Crown Trick takes place in a nightmare dungeon where you are tasked with wearing a crown that grants you powers within the world. The dungeon crawling portions of the game take place while you sleep, but it’s also possible to explore your base, which resides outside of your dreams. As you progress through floors, you’ll save people who are then transferred to your base to provide you with various upgrades. Upgrades are purchased with blue crystals, which is also the only item that isn’t reset if you die.
Your first few times through will most likely be met with a quick death, but this is also determined by the random weapons you receive during any given run. Weapons have a variety of different bonuses and attack ranges, and understanding them will allow you to survive a little longer. For instance, I didn’t know that the gun takes one turn to reload every few shots, but it is extremely powerful and shoots four squares in front of you.
Weapons in Crown Trick are vast, and there seemed to be no end to the arsenal that I found myself equipping. In a dungeon, only one weapon can be held at a time, so the choice of what to take with you is crucial, especially when coming up to a boss. In the event that the random weapons you are given are totally useless, you could also rely on items to get you through tough encounters, or you can even use the environment.
Being a turn-based dungeon crawler, you are allowed to take your time and plan out your attack. This is also encouraged during a run by entering challenge rooms that require you to clear the room in several turns or take no damage. Understanding your items, abilities, and weapons and the effect that they have on the environment is another crucial component to making it through a dungeon.
To help players are a few magical abilities granted by Summons. These are monster sub-bosses that lend you their power after they are defeated. Using their skills is a massive help during some boss encounters, and you are allowed to choose which you want to bring with you by using crystals found in a dungeon. So, in other words, the environment should be treated as a possible weapon, and the developers have provided you with several ways to exploit this.
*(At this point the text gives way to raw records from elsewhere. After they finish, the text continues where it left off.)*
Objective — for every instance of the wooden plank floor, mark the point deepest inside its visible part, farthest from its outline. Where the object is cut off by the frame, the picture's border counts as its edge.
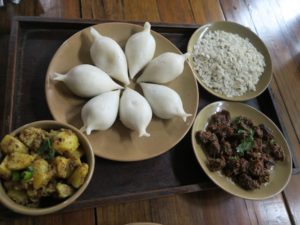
(275, 21)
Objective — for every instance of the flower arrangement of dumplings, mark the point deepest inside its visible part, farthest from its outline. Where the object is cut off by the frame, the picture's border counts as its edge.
(107, 97)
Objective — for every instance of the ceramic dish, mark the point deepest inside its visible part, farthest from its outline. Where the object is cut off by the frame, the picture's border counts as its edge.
(90, 160)
(243, 32)
(281, 173)
(119, 143)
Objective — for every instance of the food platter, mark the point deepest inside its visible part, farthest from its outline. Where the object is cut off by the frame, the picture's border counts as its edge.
(245, 33)
(280, 174)
(119, 143)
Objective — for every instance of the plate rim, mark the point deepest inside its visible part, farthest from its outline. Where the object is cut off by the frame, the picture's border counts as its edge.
(209, 173)
(175, 49)
(204, 28)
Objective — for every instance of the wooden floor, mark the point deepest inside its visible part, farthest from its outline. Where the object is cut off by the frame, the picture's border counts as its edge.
(277, 22)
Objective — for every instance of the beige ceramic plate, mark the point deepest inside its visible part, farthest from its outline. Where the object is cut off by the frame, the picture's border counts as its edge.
(119, 143)
(243, 32)
(282, 170)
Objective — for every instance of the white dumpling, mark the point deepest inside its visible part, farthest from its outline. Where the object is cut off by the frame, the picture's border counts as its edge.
(164, 101)
(107, 54)
(135, 112)
(100, 112)
(139, 50)
(87, 81)
(164, 68)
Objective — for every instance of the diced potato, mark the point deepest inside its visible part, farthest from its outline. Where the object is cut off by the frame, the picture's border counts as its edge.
(78, 176)
(41, 173)
(65, 141)
(5, 173)
(75, 156)
(32, 137)
(19, 196)
(63, 167)
(64, 190)
(11, 144)
(19, 161)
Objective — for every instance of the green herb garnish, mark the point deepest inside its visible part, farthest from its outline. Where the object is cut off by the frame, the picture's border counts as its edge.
(15, 176)
(27, 174)
(46, 150)
(233, 158)
(246, 144)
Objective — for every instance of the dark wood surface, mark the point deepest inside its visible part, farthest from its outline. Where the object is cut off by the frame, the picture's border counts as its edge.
(275, 21)
(176, 171)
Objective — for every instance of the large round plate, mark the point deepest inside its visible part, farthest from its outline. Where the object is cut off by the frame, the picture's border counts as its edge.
(281, 173)
(243, 32)
(119, 143)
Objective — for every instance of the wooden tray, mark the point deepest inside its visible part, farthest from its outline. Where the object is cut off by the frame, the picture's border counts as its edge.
(33, 42)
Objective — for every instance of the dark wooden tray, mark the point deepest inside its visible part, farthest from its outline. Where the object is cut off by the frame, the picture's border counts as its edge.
(33, 42)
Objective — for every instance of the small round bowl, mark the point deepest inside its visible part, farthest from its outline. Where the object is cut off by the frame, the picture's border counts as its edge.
(49, 124)
(245, 33)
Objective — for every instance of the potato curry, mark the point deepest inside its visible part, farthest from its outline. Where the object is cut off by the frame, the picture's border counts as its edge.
(39, 164)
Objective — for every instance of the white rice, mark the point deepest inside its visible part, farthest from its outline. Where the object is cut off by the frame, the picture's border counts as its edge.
(227, 63)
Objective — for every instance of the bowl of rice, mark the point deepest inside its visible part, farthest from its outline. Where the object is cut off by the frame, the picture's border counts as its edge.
(230, 61)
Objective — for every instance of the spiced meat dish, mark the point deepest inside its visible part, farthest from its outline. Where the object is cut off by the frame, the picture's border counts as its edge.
(239, 149)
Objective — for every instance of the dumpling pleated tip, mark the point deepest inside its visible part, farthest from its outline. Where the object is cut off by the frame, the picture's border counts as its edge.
(185, 116)
(58, 76)
(86, 130)
(144, 134)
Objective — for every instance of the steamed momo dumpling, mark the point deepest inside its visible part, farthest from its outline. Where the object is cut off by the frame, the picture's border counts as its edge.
(135, 111)
(139, 50)
(164, 68)
(164, 101)
(87, 81)
(107, 54)
(100, 112)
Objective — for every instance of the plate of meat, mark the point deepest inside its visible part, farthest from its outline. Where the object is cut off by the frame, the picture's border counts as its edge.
(241, 150)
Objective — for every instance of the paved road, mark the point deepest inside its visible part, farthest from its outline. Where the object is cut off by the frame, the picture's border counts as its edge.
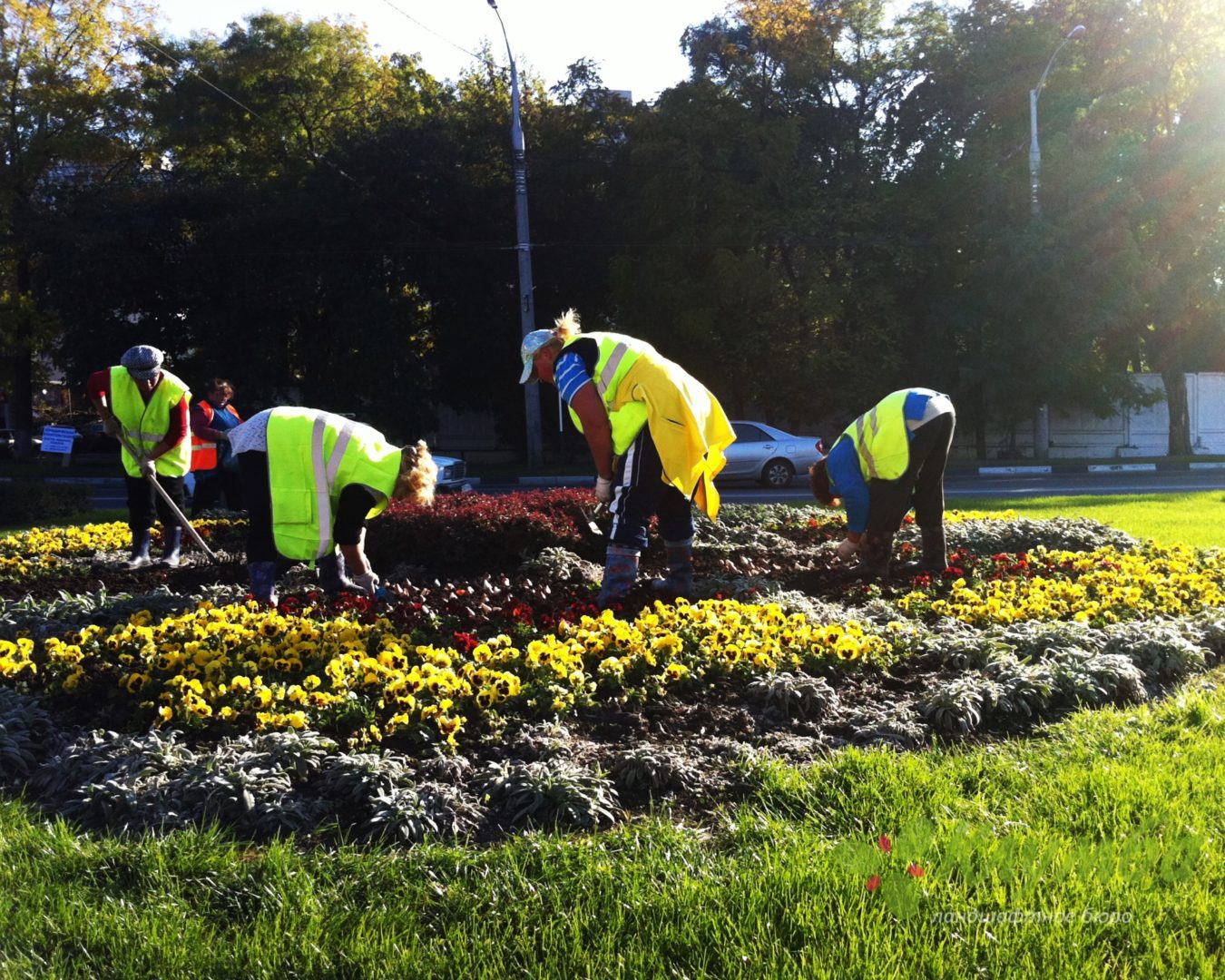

It makes for a highly strategic system that had me staring at the screen and planning out how I can survive tough situations.
The gameplay is extremely fluid in Crown Trick, almost to a fault. There were times where it didn’t feel like a turn-based dungeon crawler, but I was quickly reminded it was after I died from rushing in. Players also have a warp dash ability that can be used a number of times and recharge during battle. This allows players to warp across the room or past obstacles to put some space between them and the enemy or set themselves up to trigger an environmental trap.
One thing that stood out to me was the overall design of the characters and enemies. Furthermore, the attacks of the enemies match their design, which is extremely important, considering you don’t always know what they are capable of. Some enemy attacks even require a charge that gives you time to evade. This forces you to weigh your actions, especially if you don’t have any dashes left. Enemies can be staggered by breaking their armor counter, which will allow you to lay your most potent attacks on them. This is also found on bosses, which is extremely helpful.
There are other elements found in the dungeon that could help or hinder your experience. There are gacha machines to spend your money on, ruins that give you a choice that could end with you becoming stronger or weaker, and treasure chests full of items and gold. It makes exploring floors a bit more interesting as you never really know what you’re going to encounter.
Crown Trick is turning into my most anticipated dungeon-crawler of 2020. It is beautiful, challenging, and has some unique features that make it an addictive experience. I died way too many times than I’d like to admit, but I kept going back for more. The gameplay loop of unlocking new weapons, gaining new abilities, and improving your base throughout each run makes it tough not to want to jump back in and test out your new-found skills each time you die.